A Renewable and Antibacterial Solar Evaporator for Efficient Seawater Desalination: Performance Analysis and Empirical Formula

Abstract Interfacial solar evaporation has been considered as a compromising way to alleviate water shortage. However, when applied in real sea water environment, the undissolved salt accumulation and bacteria adhesion will cause blockage and fouling problem of the evaporator, and deteriorate its evaporation performance. Herein, a solar evaporator based on hollow cylinder‐shaped photocatalytic modified ceramic with renewability and antibacterial activity is fabricated for efficient seawater desalination. This evaporator can reach an evaporation rate of 3.43 kg m −2 h −1 in the normal environment (1 sun irradiation, 50% ambient relative humidity and 0 m s −1 convective airflow) and also can reach a rate of 28.9 kg m −2 h −1 in the controlled environment (1 sun irradiation, 10% ambient relative humidity and 5 m s −1 convective airflow) due to the sufficient effective evaporation area and timely vapor diffusion.
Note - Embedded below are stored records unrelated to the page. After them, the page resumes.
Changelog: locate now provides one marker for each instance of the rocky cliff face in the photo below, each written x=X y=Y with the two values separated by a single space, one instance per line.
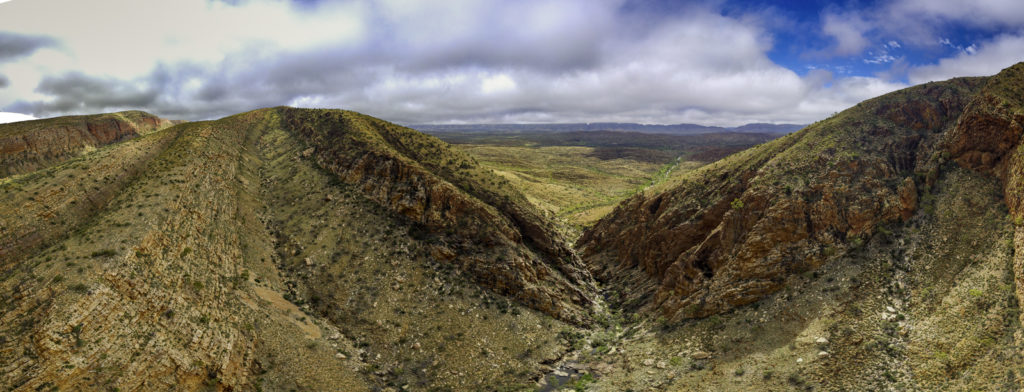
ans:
x=472 y=217
x=29 y=145
x=280 y=249
x=731 y=232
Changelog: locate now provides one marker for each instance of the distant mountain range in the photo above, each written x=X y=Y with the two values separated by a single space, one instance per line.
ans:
x=673 y=128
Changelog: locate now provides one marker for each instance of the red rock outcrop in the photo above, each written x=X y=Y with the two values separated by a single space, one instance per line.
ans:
x=29 y=145
x=731 y=232
x=461 y=208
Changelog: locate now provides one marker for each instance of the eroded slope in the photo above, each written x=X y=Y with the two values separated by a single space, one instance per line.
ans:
x=247 y=254
x=730 y=232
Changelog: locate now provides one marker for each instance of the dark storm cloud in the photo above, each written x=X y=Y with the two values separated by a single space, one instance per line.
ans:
x=16 y=45
x=80 y=92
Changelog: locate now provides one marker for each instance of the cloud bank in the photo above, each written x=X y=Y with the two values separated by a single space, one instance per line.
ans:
x=459 y=60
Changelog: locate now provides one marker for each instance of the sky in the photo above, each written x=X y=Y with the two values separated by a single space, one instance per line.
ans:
x=455 y=61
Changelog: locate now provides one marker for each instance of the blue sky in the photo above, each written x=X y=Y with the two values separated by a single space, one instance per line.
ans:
x=714 y=62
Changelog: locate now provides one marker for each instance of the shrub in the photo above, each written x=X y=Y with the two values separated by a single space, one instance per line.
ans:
x=103 y=253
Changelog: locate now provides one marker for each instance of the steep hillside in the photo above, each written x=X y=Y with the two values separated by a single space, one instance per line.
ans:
x=280 y=249
x=29 y=145
x=878 y=250
x=729 y=233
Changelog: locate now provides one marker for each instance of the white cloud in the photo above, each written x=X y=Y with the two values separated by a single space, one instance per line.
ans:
x=413 y=61
x=988 y=58
x=7 y=117
x=848 y=30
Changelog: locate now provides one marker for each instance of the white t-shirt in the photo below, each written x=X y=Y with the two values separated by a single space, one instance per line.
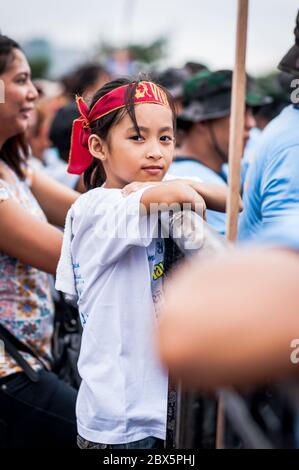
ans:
x=117 y=272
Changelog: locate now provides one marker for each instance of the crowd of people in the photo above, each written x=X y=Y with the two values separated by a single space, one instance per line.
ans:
x=89 y=169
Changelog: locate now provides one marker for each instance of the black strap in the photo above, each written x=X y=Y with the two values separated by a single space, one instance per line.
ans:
x=13 y=345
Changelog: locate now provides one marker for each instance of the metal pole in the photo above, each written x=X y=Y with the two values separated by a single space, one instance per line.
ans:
x=235 y=155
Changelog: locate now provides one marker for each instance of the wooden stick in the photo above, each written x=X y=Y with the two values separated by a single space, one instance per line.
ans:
x=237 y=122
x=235 y=155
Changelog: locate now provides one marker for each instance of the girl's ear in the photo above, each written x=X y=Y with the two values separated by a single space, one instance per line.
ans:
x=97 y=147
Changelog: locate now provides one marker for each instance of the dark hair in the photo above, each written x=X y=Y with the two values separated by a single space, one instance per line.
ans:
x=15 y=150
x=95 y=175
Meanwhile, after long‐term desalination of real seawater, the blocked evaporators can be regenerated by acid treatment. The evaporator also shows 91.7% antibacterial ratio due to photocatalytic modification. In the field environment, the array evaporator shows a good evaporation performance of 54.5 kg m −2 for continuous 10 h. Finally, the empirical formula is obtained to quantitatively analyze the environmental factors and predict the evaporation rate in practical application.